L’ÉDITORIAL de Guillaume Roquette
Ils avaient bien choisi leur jour. Quand une escouade d’enquêteurs débarque de bon matin le mois dernier au domicile du ministre de la Santé, ceux qui les ont envoyés perquisitionner savent pertinemment qu’Olivier Véran doit présenter quelques heures plus tard les modalités concrètes du couvre-feu annoncé la veille par le président de la République. Le message envoyé par les magistrats au gouvernement est clair : vous êtes constamment à notre merci.
Entre l’offensive de la Cour de justice de la République contre les ministres sur leur gestion de la pandémie et les informations judiciaires ouvertes contre les hauts fonctionnaires de la santé pour « homicide involontaire » et « mise en danger de la vie d’autrui », les magistrats ont sorti la grosse artillerie. Et c’est un authentique scandale. Il est profondément choquant que la justice déstabilise le gouvernement par des actions pénales au moment même où celui-ci fait face à la plus grave crise que le pays ait connue depuis un demi-siècle. Au moment où des dizaines de milliers de vies humaines sont en jeu. Comment cette épée de Damoclès ne minerait-elle pas l’action publique en cours ?
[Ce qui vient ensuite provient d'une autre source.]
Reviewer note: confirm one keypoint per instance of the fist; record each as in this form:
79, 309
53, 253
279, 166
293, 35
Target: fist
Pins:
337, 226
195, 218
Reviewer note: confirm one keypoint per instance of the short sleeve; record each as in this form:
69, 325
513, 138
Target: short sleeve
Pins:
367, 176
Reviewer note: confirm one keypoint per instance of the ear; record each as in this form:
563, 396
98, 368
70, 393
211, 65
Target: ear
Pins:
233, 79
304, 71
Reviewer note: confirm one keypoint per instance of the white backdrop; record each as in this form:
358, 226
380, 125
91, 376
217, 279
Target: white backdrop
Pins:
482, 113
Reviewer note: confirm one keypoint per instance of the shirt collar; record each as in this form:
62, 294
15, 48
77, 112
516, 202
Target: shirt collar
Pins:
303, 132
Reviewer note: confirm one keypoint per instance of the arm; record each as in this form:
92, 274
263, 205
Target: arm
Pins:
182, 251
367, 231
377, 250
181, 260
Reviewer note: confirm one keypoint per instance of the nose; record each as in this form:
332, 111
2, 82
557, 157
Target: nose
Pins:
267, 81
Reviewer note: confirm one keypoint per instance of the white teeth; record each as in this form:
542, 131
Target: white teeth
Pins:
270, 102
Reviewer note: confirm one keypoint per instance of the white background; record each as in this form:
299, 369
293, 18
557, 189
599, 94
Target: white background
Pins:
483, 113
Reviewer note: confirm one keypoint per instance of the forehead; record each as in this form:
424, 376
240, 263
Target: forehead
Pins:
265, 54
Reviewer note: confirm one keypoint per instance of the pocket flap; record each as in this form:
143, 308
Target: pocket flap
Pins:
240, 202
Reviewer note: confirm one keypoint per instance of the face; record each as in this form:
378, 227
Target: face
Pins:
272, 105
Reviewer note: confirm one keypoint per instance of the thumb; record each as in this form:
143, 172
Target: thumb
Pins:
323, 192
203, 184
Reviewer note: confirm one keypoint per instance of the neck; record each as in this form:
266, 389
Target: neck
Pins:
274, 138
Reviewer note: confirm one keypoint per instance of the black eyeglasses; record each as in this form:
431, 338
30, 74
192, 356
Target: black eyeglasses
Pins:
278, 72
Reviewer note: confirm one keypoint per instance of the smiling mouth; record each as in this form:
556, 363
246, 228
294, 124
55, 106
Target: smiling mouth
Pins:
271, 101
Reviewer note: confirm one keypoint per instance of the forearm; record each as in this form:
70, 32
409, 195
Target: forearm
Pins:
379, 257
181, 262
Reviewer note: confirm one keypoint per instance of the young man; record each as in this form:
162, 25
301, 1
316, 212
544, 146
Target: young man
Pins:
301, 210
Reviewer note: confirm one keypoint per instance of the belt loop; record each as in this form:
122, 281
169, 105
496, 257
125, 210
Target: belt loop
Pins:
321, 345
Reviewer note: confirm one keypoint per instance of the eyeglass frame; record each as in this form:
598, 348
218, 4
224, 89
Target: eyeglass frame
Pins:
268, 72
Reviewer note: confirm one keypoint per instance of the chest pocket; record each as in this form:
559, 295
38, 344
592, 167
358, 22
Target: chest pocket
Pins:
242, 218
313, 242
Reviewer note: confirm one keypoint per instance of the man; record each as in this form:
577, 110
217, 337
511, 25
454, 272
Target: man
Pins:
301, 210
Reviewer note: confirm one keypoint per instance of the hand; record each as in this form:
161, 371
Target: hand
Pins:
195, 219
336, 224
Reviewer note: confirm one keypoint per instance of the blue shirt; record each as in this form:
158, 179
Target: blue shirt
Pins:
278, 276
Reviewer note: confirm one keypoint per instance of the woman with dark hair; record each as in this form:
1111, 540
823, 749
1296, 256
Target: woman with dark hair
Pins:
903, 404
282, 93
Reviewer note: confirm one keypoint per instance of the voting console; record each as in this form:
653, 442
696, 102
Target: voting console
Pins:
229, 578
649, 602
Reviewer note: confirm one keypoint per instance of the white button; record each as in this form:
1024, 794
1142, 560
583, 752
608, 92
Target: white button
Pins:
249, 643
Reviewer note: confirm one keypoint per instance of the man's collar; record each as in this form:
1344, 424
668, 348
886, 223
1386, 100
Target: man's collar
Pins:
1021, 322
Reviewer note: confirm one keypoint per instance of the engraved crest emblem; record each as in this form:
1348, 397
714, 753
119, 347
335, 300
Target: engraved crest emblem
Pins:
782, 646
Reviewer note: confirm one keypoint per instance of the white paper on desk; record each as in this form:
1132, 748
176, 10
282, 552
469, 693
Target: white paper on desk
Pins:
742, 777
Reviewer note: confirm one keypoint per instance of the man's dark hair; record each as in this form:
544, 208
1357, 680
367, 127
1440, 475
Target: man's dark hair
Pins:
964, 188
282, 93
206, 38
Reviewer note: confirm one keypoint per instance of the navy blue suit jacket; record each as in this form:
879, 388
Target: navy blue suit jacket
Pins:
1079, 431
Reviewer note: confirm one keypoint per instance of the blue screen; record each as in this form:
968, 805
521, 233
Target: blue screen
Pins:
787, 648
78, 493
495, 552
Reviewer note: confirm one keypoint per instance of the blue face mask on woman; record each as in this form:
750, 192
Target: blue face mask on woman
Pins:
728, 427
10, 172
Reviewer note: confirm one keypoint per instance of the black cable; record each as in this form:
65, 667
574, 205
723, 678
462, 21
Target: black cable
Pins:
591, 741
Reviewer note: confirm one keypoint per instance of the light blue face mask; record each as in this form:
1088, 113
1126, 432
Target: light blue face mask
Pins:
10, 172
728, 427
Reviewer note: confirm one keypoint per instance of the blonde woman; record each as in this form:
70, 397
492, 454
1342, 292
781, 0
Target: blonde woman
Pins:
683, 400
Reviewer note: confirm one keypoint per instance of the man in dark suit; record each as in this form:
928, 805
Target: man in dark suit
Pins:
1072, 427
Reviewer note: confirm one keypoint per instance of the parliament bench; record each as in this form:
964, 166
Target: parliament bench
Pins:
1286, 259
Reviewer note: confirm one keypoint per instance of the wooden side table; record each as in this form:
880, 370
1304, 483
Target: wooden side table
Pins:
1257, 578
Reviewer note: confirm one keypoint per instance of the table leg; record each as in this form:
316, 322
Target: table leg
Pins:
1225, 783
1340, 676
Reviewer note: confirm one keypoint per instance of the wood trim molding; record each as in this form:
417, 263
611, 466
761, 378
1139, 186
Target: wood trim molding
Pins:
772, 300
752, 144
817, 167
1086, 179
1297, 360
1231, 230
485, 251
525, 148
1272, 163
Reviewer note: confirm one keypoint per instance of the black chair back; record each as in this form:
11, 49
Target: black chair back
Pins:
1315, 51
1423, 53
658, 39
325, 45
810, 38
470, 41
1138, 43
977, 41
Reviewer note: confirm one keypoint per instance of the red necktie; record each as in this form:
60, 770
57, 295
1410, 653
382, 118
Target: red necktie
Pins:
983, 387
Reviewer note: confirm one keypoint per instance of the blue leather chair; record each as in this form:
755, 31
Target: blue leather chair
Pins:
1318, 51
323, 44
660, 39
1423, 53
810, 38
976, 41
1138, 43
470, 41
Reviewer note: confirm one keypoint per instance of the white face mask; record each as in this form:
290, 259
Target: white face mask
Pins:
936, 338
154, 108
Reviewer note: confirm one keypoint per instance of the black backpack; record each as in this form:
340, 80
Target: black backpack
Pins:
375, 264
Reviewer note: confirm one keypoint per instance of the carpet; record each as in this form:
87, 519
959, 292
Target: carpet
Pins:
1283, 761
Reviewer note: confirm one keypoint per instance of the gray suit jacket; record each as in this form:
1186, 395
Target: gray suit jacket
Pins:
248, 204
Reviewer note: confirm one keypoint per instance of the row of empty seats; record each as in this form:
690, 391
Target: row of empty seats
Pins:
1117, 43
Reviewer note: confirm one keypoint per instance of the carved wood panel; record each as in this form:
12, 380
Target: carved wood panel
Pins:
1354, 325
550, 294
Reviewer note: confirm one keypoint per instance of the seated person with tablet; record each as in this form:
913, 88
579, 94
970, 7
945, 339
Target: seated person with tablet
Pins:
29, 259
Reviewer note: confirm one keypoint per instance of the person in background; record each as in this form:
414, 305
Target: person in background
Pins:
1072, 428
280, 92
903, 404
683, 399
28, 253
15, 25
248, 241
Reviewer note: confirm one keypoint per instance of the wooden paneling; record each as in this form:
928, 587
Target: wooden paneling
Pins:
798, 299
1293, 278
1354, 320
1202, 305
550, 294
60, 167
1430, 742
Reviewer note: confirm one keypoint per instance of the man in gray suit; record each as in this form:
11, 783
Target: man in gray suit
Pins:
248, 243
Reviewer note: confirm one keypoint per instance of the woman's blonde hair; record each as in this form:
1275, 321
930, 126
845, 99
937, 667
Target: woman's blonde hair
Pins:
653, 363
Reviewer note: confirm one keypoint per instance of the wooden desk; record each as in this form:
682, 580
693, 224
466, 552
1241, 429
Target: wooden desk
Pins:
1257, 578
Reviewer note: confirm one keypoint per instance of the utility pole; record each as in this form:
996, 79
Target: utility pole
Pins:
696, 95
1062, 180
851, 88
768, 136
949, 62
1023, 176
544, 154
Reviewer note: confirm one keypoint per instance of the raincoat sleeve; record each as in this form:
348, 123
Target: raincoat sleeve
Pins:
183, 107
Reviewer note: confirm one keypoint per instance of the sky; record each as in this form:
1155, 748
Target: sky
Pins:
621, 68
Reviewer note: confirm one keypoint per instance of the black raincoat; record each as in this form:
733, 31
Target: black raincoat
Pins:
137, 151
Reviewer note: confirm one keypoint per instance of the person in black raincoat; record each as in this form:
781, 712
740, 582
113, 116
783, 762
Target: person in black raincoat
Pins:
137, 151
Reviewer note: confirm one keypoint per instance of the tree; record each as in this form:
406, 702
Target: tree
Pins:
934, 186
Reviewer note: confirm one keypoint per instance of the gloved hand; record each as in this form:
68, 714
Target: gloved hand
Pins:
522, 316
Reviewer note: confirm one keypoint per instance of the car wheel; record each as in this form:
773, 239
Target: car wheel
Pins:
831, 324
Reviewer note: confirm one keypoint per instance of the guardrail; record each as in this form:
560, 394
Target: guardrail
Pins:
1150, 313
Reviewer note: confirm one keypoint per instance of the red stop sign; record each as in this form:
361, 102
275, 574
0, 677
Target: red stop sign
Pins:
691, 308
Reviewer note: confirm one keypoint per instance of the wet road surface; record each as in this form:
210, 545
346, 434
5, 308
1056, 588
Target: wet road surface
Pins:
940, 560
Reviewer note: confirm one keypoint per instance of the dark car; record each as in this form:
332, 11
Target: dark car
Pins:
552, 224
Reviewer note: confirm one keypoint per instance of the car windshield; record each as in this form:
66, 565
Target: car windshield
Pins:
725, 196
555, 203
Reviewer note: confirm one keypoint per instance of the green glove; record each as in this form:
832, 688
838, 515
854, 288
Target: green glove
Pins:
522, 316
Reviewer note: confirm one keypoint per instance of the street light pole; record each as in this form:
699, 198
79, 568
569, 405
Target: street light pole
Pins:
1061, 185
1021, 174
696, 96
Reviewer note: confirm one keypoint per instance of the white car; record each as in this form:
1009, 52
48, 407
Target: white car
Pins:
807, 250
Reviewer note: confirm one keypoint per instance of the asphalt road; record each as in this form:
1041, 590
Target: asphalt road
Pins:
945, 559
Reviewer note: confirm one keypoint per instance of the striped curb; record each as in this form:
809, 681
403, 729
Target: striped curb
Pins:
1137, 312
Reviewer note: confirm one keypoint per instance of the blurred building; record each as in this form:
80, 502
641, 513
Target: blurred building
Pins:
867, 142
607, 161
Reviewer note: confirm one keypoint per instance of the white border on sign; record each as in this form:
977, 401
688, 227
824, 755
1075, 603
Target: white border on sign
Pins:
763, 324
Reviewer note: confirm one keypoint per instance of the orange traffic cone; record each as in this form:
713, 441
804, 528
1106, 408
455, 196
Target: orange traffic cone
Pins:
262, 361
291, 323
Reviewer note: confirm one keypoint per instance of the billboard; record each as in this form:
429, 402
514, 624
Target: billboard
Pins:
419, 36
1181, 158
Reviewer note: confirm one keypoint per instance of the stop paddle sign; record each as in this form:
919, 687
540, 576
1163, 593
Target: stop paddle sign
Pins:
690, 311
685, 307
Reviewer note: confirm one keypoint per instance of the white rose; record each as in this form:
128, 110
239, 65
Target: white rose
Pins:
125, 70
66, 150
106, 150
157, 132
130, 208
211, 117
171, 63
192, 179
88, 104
Les juges le savent, bien sûr, mais ils n’en ont que faire. Voilà des années qu’ils agissent envers les politiques selon leur bon vouloir, sans avoir à se justifier auprès de personne. Qu’il s’agisse de discréditer les responsables publics ou de bloquer leurs décisions quand elles leur déplaisent, ils sont devenus un État dans l’État. Avec des pouvoirs exorbitants.
Le premier est l’impunité. À chaque élection, les élus de la République rendent des comptes aux Français. Pas les magistrats. Protégés par leur statut, ils savent qu’ils ne craignent rien. Un exemple entre mille ? L’ancienne patronne du parquet national financier, Éliane Houlette (célèbre depuis qu’elle a ouvert en 2017 une enquête préliminaire puis une information judiciaire contre François Fillon avec une célérité jamais vue dans l’histoire de l’institution) a refusé de s’expliquer devant son administration après qu’elle a mis sous surveillance le gratin du barreau parisien.
Le deuxième pouvoir est le temps. Les magistrats ont la vie devant eux. Quoi de plus efficace pour déstabiliser un homme politique que de lancer contre lui des dossiers qui traînent indéfiniment en longueur ? Dans celui d’un supposé financement libyen de la campagne de 2007 de Nicolas Sarkozy, l’instruction dure depuis près de huit ans, sans autre élément convaincant que les affirmations de l’affairiste Ziad Takieddine, qui vient de revenir sur ses déclarations. Huit ans, c’est plus qu’il n’en faut pour ternir à jamais une réputation.
Le troisième pouvoir est moral. Osez critiquer la justice et on vous accusera aussitôt d’être contre l’État de droit. Et l’argument porte d’autant plus qu’il fait écho au populisme ambiant : réclamer la tête des politiques est à la mode. Sauf que, dans une démocratie digne de ce nom, c’est aux électeurs de juger l’action de leurs dirigeants.